В камышах, растущих по берегам озера, в которое впадала речка Грязнуха, жили шишиги. Вид у них был не слишком симпатичный: величиной с кошку и очень пузатые. Лапки же, наоборот, костлявые и скрюченные, похожие на конечности насекомых. Шишиги были невероятно прожорливы. В свои большие безгубые рты, напоминавшие края полиэтиленового пакета, они забрасывали все подряд: ягоды, грибы, камышиный пух, улиток, рыбок. Когда Рин ради шутки протянул им валявшийся на тропинке старый сандаль, проглотили и это. Шишиги смешно перекатывались по траве, прижав к телу ручки и ножки, совсем как мохнатые мячики. Ещё они умели, нырнув в воду, пускать огромные переливчатые пузыри.
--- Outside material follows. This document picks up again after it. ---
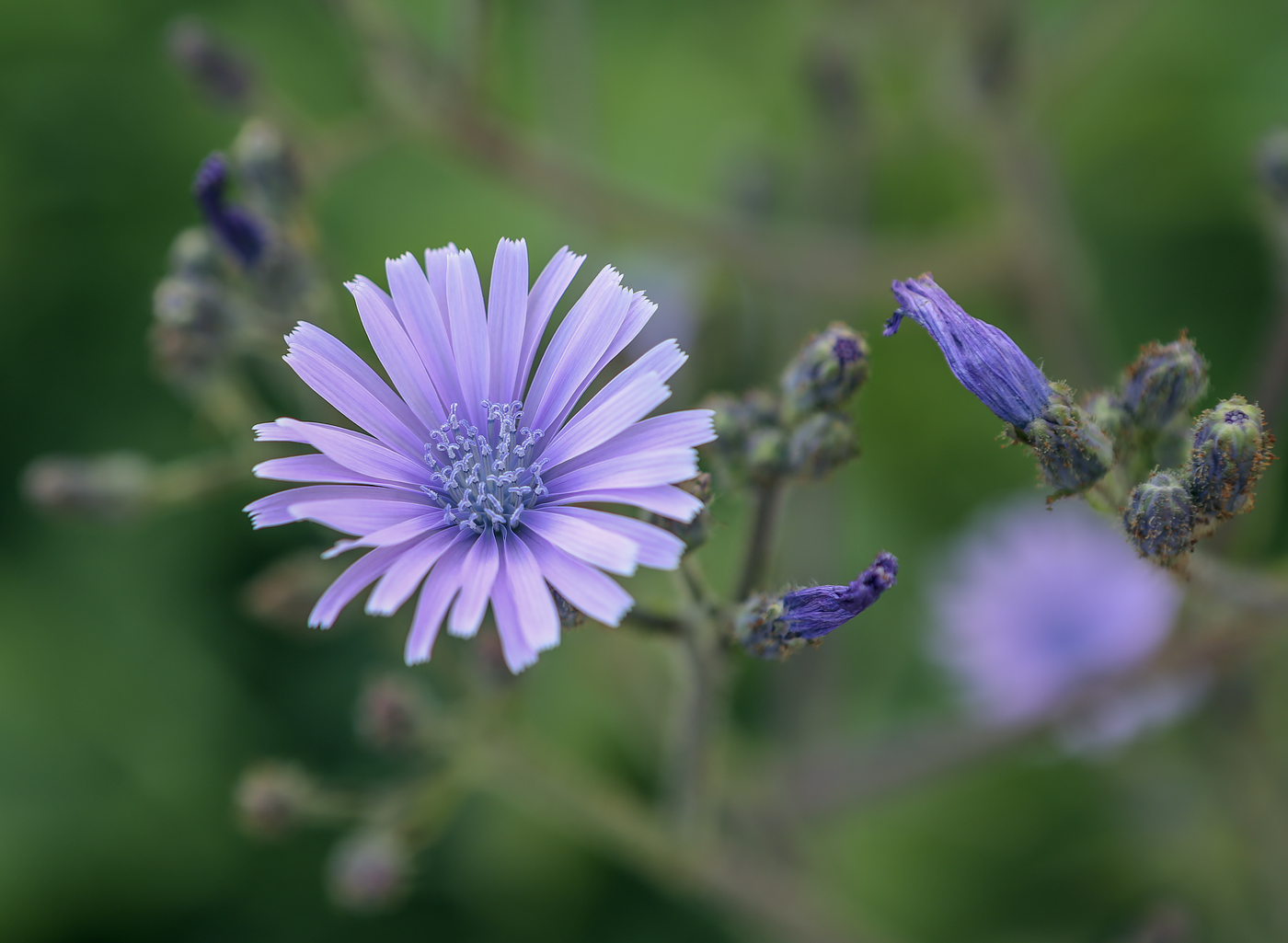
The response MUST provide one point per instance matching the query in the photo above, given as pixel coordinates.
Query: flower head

Крохотные лесавки, обитавшие в хижинах из прошлогодней листвы, суетливые, как мыши-полевки, постоянно пищали. Шерсть — словно пух только что вылупившихся птенцов, глаза — маленькие и бирюзовые. Черные кожаные носики непрестанно двигались, как и пальцы, в которых они держали спицы из еловых иголок. Что именно они вязали, носки или шапочки, рассмотреть было невозможно — настолько крохотными были изделия.